Vertretung in der BGB-Gesellschaft: Grundsatz der Gesamtvertretung und konkludente Vollmachtserteilung


BGH, Urteil vom 14. Februar 2005 - II ZR 11/03


Fundstelle:

noch nicht bekannt


Amtl. Leitsätze:

Ein Gesellschafter ist kraft einer konkludent erteilten Vollmacht zur Vertretung einer Gesellschaft bürgerlichen Rechts ermächtigt, wenn der andere Gesellschafter ihm gestattet, nahezu sämtliche Verträge (hier: 95 %) allein namens der Gesellschaft abzuschließen.


Zentrale Probleme:

In der sehr lehrreichen Entscheidung geht es um die Vertretungsnacht innerhalb der BGB-Gesellschaft. Dort gilt der Grundsatz der Gesamtgeschäftsführung (§ 709 BGB) und daran gekoppelt der Grundsatz der Gesamtvertretung (§ 714 BGB). Um die Gesellschaft und damit alle Gesellschafter (s. dazu BGHZ 146, 341; 142, 315; BGH NJW 2003, 1803; BGH NJW 2003, 1445) vertraglich zu verpflichten, müssen also alle Gesellschafter gemeinsam handeln. Freilich können einzelne Gesellschafter bevollmächtigt werden. Genau darum - nämlich die konkludente Erteilung einer Vollmacht (§ 167 BGB) - geht es hier. Letztlich handelt es sich im konkreten Fall um eine sog. "Duldungsvollmacht", die nach zutreffender Auffassung eben nichts anderes ist als eine konkludent erteilte Vollmacht (s. dazu BGH NJW 1988, 1199 sowie BGH v. 20.4.2004 - XI ZR 171/03).

©sl 2005


Tatbestand:

Die Beklagte und M. R. sind paritätische Gesellschafter der inzwischen aufgelösten "Re. T. & M. R. GbR" (nachfolgend: GbR), die sich mit der Vermittlung und Verwaltung von Wohnungen befaßte. Die Geschäftsführung der GbR nahmen beide Gesellschafter gemeinsam wahr; eine besondere Regelung über die Vertretung der Gesellschaft ist nicht getroffen worden.
Die Klägerin und die S. Beteiligungsgesellschaft B. mbH & Co.

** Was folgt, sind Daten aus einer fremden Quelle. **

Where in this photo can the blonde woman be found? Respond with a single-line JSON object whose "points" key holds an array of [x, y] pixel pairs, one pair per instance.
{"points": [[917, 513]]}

OHG (nachfolgend: Beteiligungsgesellschaft) errichteten in B. eine seit Ende des Jahres 1999 bezugsfertige größere Wohnanlage, mit deren Erstvermietung sie die GbR betrauten. Die GbR übernahm der Klägerin und der Beteiligungsgesellschaft gegenüber durch einen allein seitens des Gesellschafters R. unterzeichneten Vertrag vom 6. August 1999 eine - im Gegenzug mit 295.000,00 DM zu vergütende - Mietgarantie für einen Zeitraum von 53 Monaten. Zur Sicherung der Ansprüche aus der Mietgarantie verpflichtete sich die GbR, einen Betrag in Höhe von 105.000,00 DM auf ein von der Beteiligungsgesellschaft einzurichtendes Treuhandkonto zu zahlen.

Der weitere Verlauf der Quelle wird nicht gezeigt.